Y lo comprendí todo una vez más: habían pasado los años, se me habían curado las heridas, estaba nuevamente al borde de conseguir la felicidad, pero me volvían a pasar la cuenta. Quien fuere, la vida, los hados, el destino, qué más da, me volvía a recordar que yo no había nacido para ser feliz. Y con una crueldad horrible, me volvía a hacer la jugarreta mientras yo envejecía sin remedio y tú llegas esplendoroso al mejor momento de la vida.
A lo mejor, si hubiera tenido más suerte antes a lo largo de toda mi existencia, ayer me habría arriesgado al ridículo de declararte mi amor y de sentir tu rechazo. La confianza en mí misma me habría dado valor y a lo mejor me habría importado poco. O nada. Pero ¿yo, África Anglés?
Y, justo en ese momento, me preguntaste si no recordaba un solo instante de dicha, ni uno solo, así dijiste: «Un solo instante de dicha, ni uno solo.» Y te dije que no con la cabeza. Y fuiste cruel y me preguntaste si tampoco Martita me lo había dado y no pude mentirte. Sólo me callé mi viejo amor por Carlos porque si te llego a decir que había amado apasionadamente, no habría sido capaz de callarme que seguía teniendo vida para amar apasionadamente y tendría que haberte confesado que ya te amaba apasionadamente. Y… ¿qué quieres, chamaquito? No me dio el corazón. No más.
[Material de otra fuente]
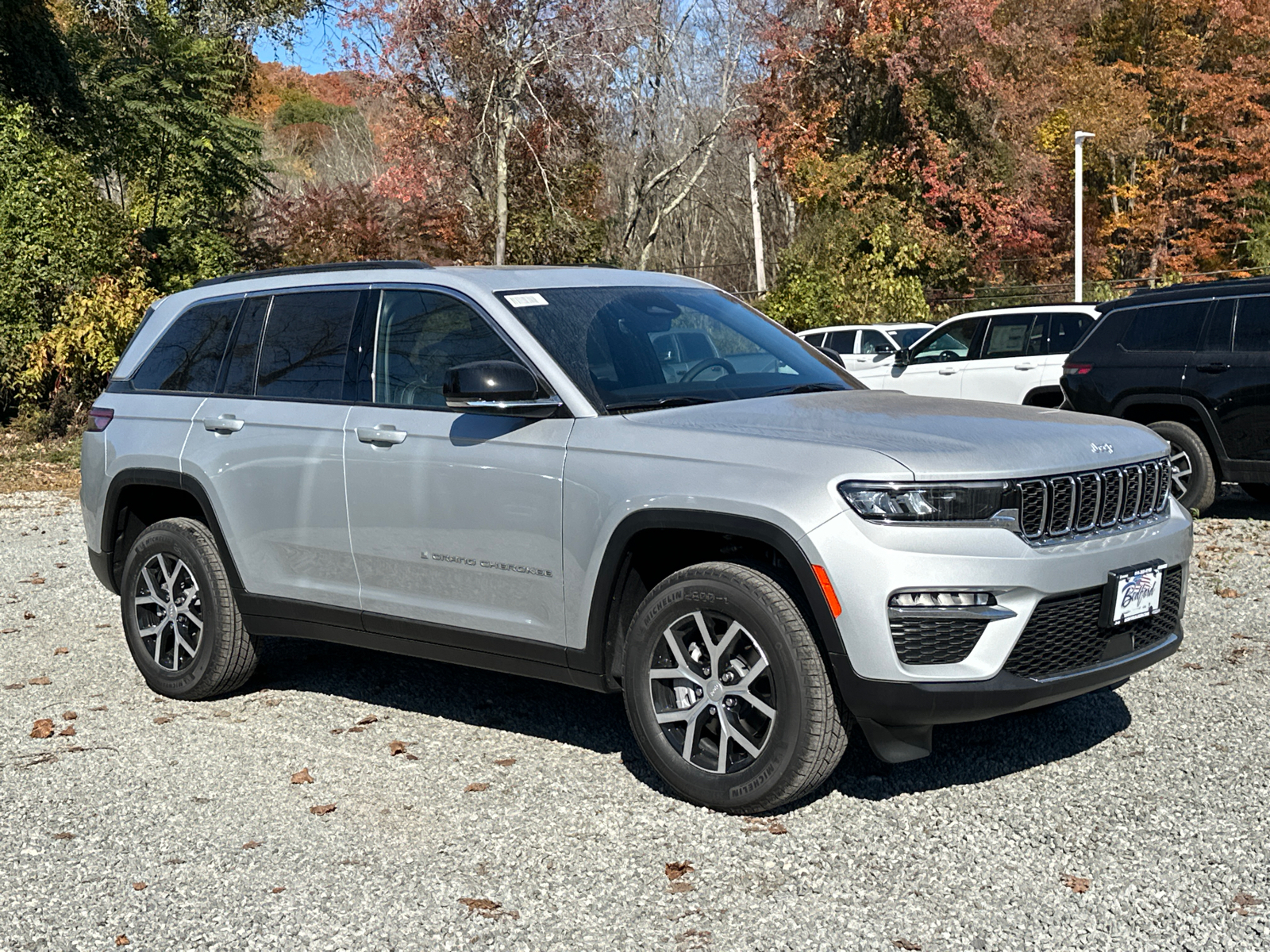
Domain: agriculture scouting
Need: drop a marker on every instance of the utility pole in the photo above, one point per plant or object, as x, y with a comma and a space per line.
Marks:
760, 271
1080, 213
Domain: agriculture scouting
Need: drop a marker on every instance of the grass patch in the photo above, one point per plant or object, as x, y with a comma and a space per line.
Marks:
31, 465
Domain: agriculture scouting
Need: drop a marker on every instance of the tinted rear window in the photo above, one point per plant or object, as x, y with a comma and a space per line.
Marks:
188, 357
305, 346
1253, 325
1166, 327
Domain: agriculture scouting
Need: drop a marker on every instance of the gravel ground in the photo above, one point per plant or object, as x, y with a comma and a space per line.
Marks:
1132, 819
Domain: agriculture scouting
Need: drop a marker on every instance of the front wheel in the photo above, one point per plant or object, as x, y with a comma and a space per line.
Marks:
179, 616
727, 693
1194, 480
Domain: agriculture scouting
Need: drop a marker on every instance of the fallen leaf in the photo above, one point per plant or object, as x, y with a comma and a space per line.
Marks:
488, 908
675, 871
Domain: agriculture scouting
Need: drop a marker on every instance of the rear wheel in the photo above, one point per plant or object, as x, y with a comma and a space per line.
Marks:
727, 693
1260, 492
179, 617
1194, 480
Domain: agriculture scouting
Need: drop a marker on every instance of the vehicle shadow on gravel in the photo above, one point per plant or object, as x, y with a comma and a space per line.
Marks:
983, 750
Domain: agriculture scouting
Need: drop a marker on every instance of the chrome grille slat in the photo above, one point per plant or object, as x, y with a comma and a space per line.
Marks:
1058, 508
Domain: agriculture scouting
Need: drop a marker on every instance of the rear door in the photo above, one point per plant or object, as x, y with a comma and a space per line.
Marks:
937, 363
456, 517
1231, 374
268, 448
1011, 361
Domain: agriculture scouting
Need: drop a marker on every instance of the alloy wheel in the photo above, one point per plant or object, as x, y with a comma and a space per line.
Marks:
713, 692
169, 611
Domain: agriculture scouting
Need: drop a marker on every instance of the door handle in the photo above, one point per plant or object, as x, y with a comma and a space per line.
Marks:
225, 423
385, 435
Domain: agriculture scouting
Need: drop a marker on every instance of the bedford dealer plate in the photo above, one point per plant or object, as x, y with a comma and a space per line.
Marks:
1132, 593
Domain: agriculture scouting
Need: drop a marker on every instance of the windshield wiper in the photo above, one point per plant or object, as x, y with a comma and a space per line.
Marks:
806, 389
660, 404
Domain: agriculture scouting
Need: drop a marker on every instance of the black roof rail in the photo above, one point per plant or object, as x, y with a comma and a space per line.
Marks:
315, 270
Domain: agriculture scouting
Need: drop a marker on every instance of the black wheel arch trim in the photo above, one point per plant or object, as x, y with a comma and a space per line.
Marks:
165, 479
598, 655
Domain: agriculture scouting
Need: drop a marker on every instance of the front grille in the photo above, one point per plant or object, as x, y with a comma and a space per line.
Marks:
1071, 505
1064, 634
935, 640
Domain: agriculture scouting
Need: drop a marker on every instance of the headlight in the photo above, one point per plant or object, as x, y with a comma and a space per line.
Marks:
929, 501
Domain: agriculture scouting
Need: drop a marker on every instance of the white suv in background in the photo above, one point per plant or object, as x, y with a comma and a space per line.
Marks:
865, 344
1007, 355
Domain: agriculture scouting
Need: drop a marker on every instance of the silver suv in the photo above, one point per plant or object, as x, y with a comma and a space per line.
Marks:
518, 470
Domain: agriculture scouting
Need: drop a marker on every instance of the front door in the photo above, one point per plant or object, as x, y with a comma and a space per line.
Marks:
937, 361
268, 448
456, 517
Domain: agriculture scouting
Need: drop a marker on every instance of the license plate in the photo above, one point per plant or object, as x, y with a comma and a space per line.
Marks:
1132, 593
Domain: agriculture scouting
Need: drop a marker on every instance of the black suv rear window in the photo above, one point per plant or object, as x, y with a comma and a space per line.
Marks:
1166, 327
305, 346
188, 357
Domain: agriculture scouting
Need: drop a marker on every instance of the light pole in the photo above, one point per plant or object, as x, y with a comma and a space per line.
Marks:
1080, 213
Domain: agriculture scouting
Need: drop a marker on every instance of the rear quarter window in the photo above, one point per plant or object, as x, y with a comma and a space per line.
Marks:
187, 359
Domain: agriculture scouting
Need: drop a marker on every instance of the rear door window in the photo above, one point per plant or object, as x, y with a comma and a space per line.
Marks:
188, 355
305, 346
1166, 327
1253, 325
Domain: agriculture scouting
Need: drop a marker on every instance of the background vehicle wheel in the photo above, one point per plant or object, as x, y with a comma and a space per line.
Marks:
1194, 478
727, 693
1260, 492
179, 617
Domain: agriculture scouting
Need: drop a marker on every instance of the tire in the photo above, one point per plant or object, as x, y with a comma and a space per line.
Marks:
1194, 478
783, 704
1260, 492
175, 570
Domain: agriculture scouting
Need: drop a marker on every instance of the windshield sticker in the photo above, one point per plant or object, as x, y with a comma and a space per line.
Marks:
526, 300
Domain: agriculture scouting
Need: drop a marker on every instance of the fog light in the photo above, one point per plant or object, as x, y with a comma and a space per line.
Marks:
941, 600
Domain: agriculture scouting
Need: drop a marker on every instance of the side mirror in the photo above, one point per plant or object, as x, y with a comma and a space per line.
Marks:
832, 355
495, 386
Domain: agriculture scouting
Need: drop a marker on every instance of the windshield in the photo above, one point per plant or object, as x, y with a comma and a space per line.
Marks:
632, 348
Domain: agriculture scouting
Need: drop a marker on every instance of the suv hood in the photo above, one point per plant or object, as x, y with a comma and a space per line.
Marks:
935, 438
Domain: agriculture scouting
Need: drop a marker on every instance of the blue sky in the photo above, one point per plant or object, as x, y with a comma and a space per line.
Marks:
317, 50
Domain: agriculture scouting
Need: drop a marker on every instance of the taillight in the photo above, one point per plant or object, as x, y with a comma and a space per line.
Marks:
99, 418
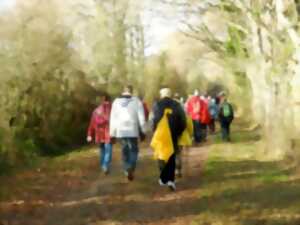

¿Y de ti qué hubiera sido mi pobre amor?
Adiós, adiós. Te veré cada vez que vengas a Madrid y, con un poco de suerte si quieres, hasta bajaremos a nuestro banco y charlaremos como dos viejos amigos mientras yo acallo mi corazón. Así podré vivir a trocitos, de visita a visita tuya. Y me llevarás a los toros.
E iré trampeando, ¿no?
XIII
Tengo cincuenta años y África se ha muerto. He terminado de leer su carta y su diario ahora, hace un momento. He abierto la ventana de mi habitación del hotel Palace y me he asomado a mirar el edificio de las Cortes y, a mi derecha, allá encima de la colina que corona al museo del Prado, la iglesia de los Jerónimos. Allí iba ella a rezar misas y rosarios, a confesarse de nimiedades.
¿Cuál es mi esperanza de vida? ¡Qué sarcasmo, esperanza! ¿Treinta años? ¿Veinte? ¿Todo ese tiempo esperando a que me deje de latir el corazón?